The support  guy I reached had some suggestion that really didn’t work. I did try to drag my entire documents folder from the iCloud drive to my hard drive, but it said it was making the estimate of how long, and hung on that for a day and a half.  Not helpful.

In meantime, I started copying over the files I needed to do work. And continuing to generate the new ones that reflected what I was working on.  Which meant that the folders in the cloud, and the ones on my hard drive that I  had  copied over, weren’t in sync any longer.  And I have a  lot of folders in my documents folder.  Writing, diagrams, client files, lots of important information!

I admit I made some decisions in my panic that weren’t optimal.  However, after returning I called Apple again, and they admitted that I’d have to manually copy stuff back.  This has taken hours of my time, and hours yet to go!

Lessons learned

So, there are several learnings from this.  First, this is bad design.

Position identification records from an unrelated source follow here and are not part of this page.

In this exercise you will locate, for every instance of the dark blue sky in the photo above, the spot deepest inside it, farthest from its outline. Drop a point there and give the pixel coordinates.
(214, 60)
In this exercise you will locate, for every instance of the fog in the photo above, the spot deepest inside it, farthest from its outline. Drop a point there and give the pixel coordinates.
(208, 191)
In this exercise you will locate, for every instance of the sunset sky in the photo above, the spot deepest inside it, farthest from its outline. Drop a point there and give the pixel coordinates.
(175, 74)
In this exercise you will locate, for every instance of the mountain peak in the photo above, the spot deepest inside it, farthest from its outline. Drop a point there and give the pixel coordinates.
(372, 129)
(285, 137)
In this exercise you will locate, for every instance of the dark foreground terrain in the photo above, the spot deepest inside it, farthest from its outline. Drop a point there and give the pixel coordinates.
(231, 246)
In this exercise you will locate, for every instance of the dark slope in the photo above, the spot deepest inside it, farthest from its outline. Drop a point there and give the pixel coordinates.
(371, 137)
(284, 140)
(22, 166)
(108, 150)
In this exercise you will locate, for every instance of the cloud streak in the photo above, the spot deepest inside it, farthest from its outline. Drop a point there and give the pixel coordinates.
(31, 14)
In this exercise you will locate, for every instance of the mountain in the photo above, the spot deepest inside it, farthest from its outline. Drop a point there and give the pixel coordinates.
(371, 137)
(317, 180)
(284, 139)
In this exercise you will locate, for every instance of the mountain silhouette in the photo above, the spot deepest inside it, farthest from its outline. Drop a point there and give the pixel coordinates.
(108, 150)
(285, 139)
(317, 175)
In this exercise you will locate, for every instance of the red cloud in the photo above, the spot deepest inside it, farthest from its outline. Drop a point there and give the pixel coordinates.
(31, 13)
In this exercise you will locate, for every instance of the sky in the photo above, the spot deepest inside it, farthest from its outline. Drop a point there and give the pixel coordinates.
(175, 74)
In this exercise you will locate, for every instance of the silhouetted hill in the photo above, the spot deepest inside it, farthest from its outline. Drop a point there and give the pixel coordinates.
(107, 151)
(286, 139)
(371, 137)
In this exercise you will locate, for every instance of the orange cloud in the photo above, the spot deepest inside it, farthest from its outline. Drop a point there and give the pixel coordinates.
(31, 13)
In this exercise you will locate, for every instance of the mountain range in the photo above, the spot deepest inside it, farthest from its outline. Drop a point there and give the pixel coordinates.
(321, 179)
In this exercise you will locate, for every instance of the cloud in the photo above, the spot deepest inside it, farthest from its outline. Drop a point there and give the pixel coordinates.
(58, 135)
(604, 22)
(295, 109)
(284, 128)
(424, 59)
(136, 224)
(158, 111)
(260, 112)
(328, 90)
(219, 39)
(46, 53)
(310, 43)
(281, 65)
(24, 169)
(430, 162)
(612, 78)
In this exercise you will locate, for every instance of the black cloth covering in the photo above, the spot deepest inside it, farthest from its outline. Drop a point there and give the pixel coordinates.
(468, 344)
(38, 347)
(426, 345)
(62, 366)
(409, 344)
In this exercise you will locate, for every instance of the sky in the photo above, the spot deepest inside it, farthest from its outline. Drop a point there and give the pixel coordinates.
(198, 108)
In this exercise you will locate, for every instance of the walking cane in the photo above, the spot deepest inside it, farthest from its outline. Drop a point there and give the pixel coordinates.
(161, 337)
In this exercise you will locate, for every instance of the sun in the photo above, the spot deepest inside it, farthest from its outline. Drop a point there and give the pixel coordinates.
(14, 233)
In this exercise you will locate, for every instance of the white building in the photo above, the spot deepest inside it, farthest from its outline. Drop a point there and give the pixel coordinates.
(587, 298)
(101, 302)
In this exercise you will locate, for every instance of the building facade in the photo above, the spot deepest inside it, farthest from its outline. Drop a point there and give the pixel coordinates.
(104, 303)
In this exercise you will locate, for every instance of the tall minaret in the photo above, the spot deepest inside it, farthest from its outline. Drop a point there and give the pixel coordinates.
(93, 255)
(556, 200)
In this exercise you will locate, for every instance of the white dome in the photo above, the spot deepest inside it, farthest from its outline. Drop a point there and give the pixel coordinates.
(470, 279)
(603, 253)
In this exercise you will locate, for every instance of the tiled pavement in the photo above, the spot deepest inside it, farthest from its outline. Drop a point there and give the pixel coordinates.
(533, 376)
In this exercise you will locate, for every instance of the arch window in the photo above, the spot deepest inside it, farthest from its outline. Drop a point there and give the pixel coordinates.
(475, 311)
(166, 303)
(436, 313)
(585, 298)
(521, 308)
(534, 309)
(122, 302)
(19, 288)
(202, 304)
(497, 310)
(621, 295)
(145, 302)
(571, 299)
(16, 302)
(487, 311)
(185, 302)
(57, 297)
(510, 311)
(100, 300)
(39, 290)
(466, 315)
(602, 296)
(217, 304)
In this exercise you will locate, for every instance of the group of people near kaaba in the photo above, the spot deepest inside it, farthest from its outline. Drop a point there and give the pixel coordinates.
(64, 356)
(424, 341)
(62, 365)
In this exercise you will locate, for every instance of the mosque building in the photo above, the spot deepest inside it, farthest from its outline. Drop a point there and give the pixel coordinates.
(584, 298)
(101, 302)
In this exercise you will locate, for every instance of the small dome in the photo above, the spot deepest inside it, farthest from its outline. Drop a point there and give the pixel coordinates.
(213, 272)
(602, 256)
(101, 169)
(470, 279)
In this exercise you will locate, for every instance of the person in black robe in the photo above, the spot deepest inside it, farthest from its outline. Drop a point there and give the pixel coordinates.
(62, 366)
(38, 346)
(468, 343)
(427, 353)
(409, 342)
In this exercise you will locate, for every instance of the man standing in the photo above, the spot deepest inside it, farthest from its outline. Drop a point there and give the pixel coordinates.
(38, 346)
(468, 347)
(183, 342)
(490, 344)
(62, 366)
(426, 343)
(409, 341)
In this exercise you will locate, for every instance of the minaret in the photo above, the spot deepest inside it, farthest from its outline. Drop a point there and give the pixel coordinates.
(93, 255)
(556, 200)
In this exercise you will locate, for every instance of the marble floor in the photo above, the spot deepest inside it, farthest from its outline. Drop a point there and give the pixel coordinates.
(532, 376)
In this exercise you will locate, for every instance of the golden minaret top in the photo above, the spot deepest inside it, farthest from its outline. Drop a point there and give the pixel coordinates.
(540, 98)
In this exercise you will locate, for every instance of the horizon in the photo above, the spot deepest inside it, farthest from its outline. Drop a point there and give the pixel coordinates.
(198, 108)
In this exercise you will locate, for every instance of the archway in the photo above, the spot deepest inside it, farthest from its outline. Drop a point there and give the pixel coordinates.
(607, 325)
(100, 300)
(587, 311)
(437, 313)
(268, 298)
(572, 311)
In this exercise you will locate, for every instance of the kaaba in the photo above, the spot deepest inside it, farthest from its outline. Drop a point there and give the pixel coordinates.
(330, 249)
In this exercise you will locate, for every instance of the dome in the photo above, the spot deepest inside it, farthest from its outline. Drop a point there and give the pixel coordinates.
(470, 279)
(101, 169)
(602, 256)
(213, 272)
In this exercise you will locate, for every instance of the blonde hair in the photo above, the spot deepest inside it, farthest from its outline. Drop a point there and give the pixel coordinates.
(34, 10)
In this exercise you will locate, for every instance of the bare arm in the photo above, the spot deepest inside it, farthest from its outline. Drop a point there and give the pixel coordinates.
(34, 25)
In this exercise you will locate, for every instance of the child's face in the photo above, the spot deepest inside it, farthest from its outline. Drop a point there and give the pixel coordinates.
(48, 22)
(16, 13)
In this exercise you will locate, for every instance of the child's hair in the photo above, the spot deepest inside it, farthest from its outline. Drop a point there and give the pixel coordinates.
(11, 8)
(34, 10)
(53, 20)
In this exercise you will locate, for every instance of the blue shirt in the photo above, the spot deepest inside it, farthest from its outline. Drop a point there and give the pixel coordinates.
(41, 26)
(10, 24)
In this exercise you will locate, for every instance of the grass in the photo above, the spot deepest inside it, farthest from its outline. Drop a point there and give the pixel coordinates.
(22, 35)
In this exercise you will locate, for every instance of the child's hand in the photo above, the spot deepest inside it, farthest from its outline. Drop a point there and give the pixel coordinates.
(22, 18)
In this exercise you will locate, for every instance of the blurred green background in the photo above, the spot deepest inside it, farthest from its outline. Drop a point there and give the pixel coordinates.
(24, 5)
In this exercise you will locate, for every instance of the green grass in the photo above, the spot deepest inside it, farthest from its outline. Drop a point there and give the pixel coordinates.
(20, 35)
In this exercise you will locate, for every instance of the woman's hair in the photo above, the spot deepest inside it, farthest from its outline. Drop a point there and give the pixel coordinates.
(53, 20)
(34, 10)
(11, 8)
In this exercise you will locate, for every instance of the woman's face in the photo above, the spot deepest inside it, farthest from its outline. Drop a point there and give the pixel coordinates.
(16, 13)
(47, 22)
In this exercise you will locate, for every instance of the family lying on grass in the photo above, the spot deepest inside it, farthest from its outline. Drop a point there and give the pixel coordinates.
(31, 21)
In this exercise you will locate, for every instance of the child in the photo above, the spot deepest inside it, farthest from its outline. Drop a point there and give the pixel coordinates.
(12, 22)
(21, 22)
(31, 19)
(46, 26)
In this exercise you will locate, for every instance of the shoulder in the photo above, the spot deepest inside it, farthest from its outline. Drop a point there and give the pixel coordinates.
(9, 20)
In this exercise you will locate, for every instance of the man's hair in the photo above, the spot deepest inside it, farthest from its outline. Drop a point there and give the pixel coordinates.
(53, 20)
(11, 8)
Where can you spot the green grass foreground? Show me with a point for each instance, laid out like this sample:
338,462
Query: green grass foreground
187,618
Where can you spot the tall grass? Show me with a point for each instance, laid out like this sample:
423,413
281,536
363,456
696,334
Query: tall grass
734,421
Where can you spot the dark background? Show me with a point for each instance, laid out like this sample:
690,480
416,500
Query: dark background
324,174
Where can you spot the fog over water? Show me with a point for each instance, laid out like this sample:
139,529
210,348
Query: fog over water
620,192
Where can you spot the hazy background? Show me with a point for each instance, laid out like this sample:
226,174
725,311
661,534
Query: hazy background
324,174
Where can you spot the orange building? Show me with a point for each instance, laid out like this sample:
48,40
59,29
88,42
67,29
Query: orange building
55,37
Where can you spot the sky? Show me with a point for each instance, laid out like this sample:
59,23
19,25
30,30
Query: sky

It’s frankly evil to take someone’s hard drive files after making it easy to establish the initial relationship.  Now, I don’t  think Apple’s intention was to hurt me this way, they just made a bad decision (I hope; an argument could be made that this was of the “lock them in and then jack them up” variety, but that’s contrary to most of their policies so I discount it).  Others, however,  do make these decisions (e.g. providers of internet and cable from whom you can only get a 1 or 2  year price which will then ramp up  and unless you remember to check/change, you’ll end up paying them more than you should until you get around to noticing and doing something about it).  Caveat emptor.

Second, models are important and can be used for or against you. We do  create models about how things work and use evidence to convince ourselves of their validity (with a bit of confirmation bias). The learning lesson is to provide good models.  The warning is to check your models when there’s a financial stake that could take advantage of them for someone else’s gain!

And the importance of models for working and performing is clear. Helping people get good models is an important boost to successful performance!  They’re not necessarily easy to find (experts don’t have access to 70% of what they do), but there are ways to develop them, and you’ll be improving your outcomes if you do.

Finally, until Apple changes their policy, if you’re a Mac and iCloud user I  strongly recommend you avoid the iCloud option to include Desktop and Documents in the cloud unless you can guarantee that you won’t have a bandwidth blockage.  I like the idea of backing my documents to the cloud, but not when I can’t turn it off without losing files. It’s a bad policy that has unexpected consequences to user expectations, and frankly violates my rights to  my data.

We now return you to our regularly scheduled blog topics.